In the summer of 2008, Russell Athletics closed one of its biggest factories in Honduras when workers in the factory began to organize. After a nation-wide boycott led by USAS (United Students Against Sweatshops) in which schools across the nation that used Russell Athletics for their college paraphernalia cut contracts, Russell was pressured into reopening the factory, meeting all of the workers demands exactly and rehiring all 1200 employees who had been initially fired. This was the largest boycott in modern student activist history and set an incredible precedent for the capacity of both student and USAS leverage.

Students and workers from USAS gather together to celebrate their victory against Russell Athletics!

Although William and Mary’s student group, The Tidewater Labor Support Committee, was in the process of putting pressure on the provost to cut our contract with Russell via the reinstallation of the WRC (Workers’ Rights Consortium), they gave in and reopened to Honduras factory before we could truly become involved.
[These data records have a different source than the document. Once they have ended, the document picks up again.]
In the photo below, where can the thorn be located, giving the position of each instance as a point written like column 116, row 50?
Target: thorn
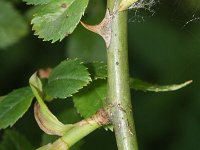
column 103, row 28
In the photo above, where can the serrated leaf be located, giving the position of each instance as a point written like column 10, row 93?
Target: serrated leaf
column 44, row 117
column 57, row 19
column 93, row 47
column 137, row 84
column 37, row 2
column 98, row 70
column 12, row 140
column 14, row 105
column 91, row 98
column 11, row 32
column 67, row 78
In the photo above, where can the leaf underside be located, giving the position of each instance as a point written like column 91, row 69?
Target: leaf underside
column 57, row 18
column 66, row 79
column 14, row 105
column 90, row 99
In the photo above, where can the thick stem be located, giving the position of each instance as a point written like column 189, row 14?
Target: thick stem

The reestablishment of the Workers’ Rights Consortium is a very important step in being able to fight any injustices involved in our contracts with William and Mary clothing suppliers. It’s a board comprised of eight members, four students and four staff members, who are charged with adopting a manufacturing Code of Conduct and reporting to the central WRC the placement of all of the factories which produce logo goods. Moreover, the WTC is a unique organization because it functions in a way that isn’t imperialist. It doesn’t seek factories out and make external changes. Rather, it only organizes to make change and establish standards in factories and about issues that factory workers directly approach them about. In that sense, workers are empowered and student-worker solidarity is established. Workers dictate the process and the outcome since they know best what they need. The WRC previously existed at William and Mary, but was dissolved, and TLSC members are working on reinstating it. However, even though Provost Halleran has suggested a degree of support for the committee, he has hardly been expeditious in going through the motions for reinstating. Students are working to demand that by the end of the year, he will be prepared to instate the new WRC by the fall semester.
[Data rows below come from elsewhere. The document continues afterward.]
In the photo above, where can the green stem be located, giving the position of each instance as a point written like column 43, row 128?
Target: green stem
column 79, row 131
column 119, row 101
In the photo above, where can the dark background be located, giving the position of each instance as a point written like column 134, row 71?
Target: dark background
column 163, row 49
Although USAS and universities had great success with the Russell campaign, the problem of hidden sweatshops and need for international solidarity is stronger than ever. Now students have been empowered and have authority to enact change. USAS’ current campaign is against Nike Athletics. Subcontractors of Nike also in Honduras that own factories closed two factories abruptly in 2009, failing to pay severance to the workers. Nike tried to skirt responsibility by claiming it was the responsibility of the subcontractor, but USAS and the WRC are forcing Nike to be accountable for its personal actions as well as those of its subcontractors. April 9, 2010, The University of Wisconsin, which was also the first university to act on the Russell campaign, became the first university to drop its contract with Nike Athletics, cutting the $49,000 of revenue a year Nike makes from the university. Although that seems like a miniscule loss compared to the total revenue Nike generates, the fact that Wisconsin dropped within a national campaign inevitably means other universities will soon be following suit. After the Russell Campaign, corporations like Nike know that universities mean business and can really hurt them if they don’t comply.
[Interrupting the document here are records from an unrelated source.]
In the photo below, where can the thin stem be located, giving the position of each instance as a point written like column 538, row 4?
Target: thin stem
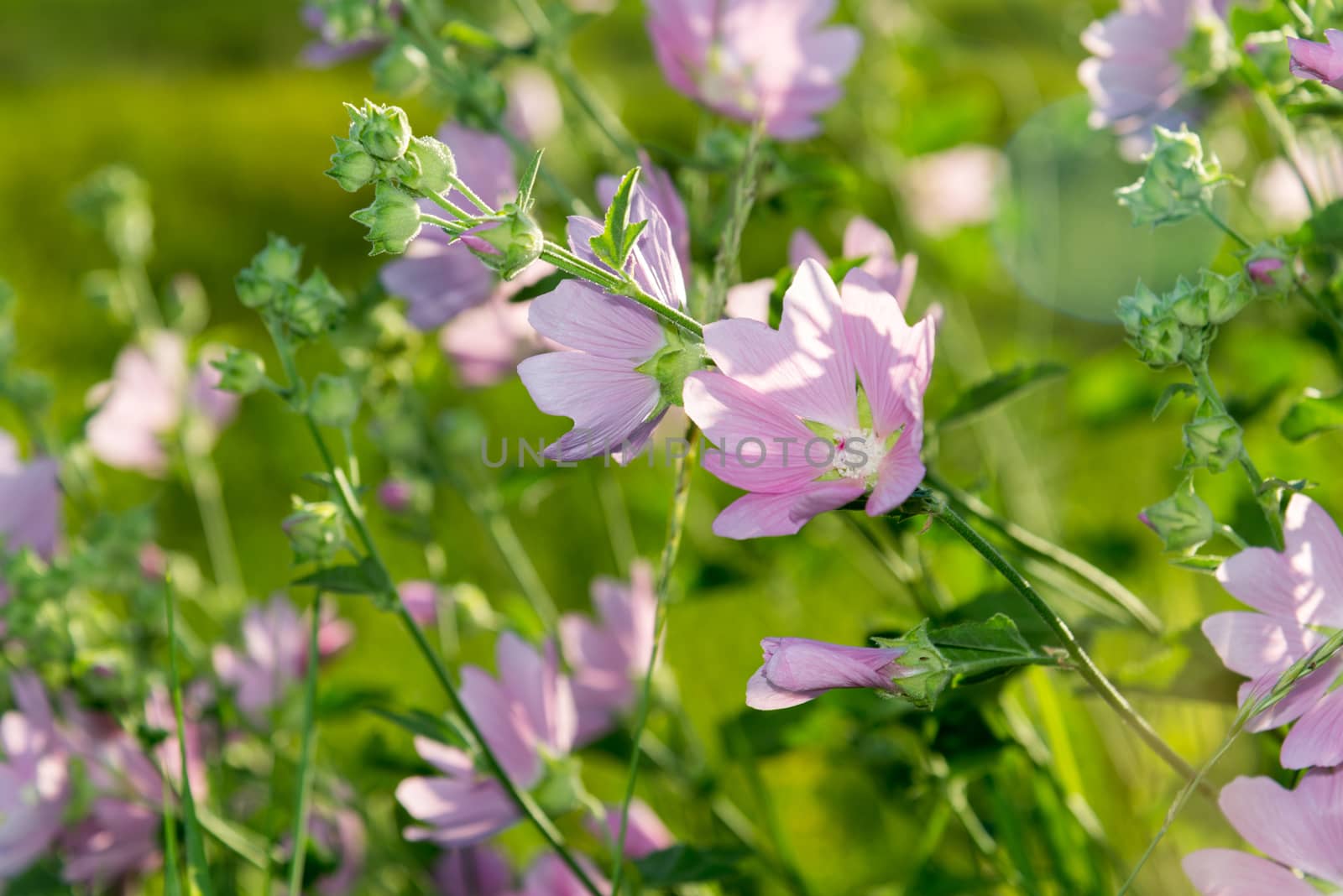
column 308, row 750
column 1076, row 652
column 1043, row 548
column 1266, row 497
column 676, row 526
column 743, row 199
Although it is currently unclear whether or not The College of William and Mary has an official contract with Nike Athletics, we still have dire need for the WRC. If we do have a contract with Nike, the WRC act as the venue through which to cut it. Nike Athletics aside, however, the WRC is necessary for ethical contracting. As a well-established university, we are both influential and publicly visible, and cannot maintain contracts that are responsible for the perpetuation of subjugation of marginalized groups through oppressive capitalist tactics. It is our responsibility to participate in ethical business and support a world market that promotes a just world.